Richard B. Stolley remembers the Zapruder film |


Richard B. Stolley remembers the Zapruder film

Richard B. Stolley remembers the Zapruder film -- The ''LIFE'' magazine journalist provides a behind-the-scenes story of the most historic home movie ever

Richard B. Stolley was the Los Angeles bureau chief of Life magazine when his assignment to cover the events in Dallas led to one of the great scoops in journalism: obtaining exclusive rights to Abraham Zapruder’s film of the President’s assassination. Here Stolley, now editorial director of Time Inc. Magazines (including this one), recounts that experience in detail.

”Dick, Kennedy’s been shot in Dallas!”

Within an hour of the shout that brought me running out of my office, I was on a plane to Texas with another correspondent and two photographers. In the air we learned that the President was dead and that someone named Lee Harvey Oswald had been arrested. By dusk I was setting up an office in a downtown hotel.

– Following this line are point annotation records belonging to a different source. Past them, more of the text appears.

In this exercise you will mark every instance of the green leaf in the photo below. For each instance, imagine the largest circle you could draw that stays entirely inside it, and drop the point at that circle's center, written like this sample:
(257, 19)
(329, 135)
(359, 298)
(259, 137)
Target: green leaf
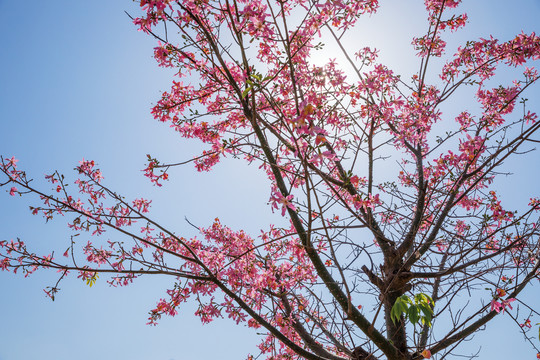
(413, 314)
(245, 92)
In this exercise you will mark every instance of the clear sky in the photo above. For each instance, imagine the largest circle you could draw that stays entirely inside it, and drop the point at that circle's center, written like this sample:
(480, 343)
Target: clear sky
(78, 81)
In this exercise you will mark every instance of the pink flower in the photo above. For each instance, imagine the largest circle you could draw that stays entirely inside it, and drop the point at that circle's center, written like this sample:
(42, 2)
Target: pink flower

At about 6 p.m., I got a phone call from one of the magazine’s part-time reporters, Patsy Swank. She was at Dallas police headquarters, she said in a confidential whisper; Oswald was being interrogated in an office not far away, and the corridors were a chaotic mob of cops and reporters. What Patsy said next was electrifying: She had been tipped by a Dallas officer that the assassination had been filmed in its entirety by a local garment manufacturer, whose name started with a ”Z.” She sounded out the syllables. I picked up the Dallas phone book, ran my finger down the Z’s, and there it was: Zapruder, Abraham. I called the number. No answer. I called again every 15 minutes or so until 11 p.m. Then a weary voice answered.

It was Zapruder himself. He had been driving around trying to calm his nerves. After photographing the shooting, he had literally stumbled back to his office nearby, muttering, ”They killed him, they killed him.” Zapruder’s secretary described him as ”incoherent, in a state of shock,” but clutching the camera containing what would become the most famous home movie of all time.

Incredibly, nobody in authority was much interested in it. Zapruder had contacted the Dallas police, but by mid-afternoon they had Oswald in custody and the film seemed of marginal importance. Both the Secret Service and the FBI said it was his property to dispose of as he saw fit but that they would like copies. Zapruder took his 8 mm film to a Kodak lab, and by evening had the original and three copies in hand.

I questioned him as gently as I could. Yes, it showed everything. Yes, I was the first journalist to contact him. No, I could not come out to his house at that late hour. He was too exhausted, too distraught. He seemed genuinely grateful that I did not persist, and asked me to be at his office at nine the next morning.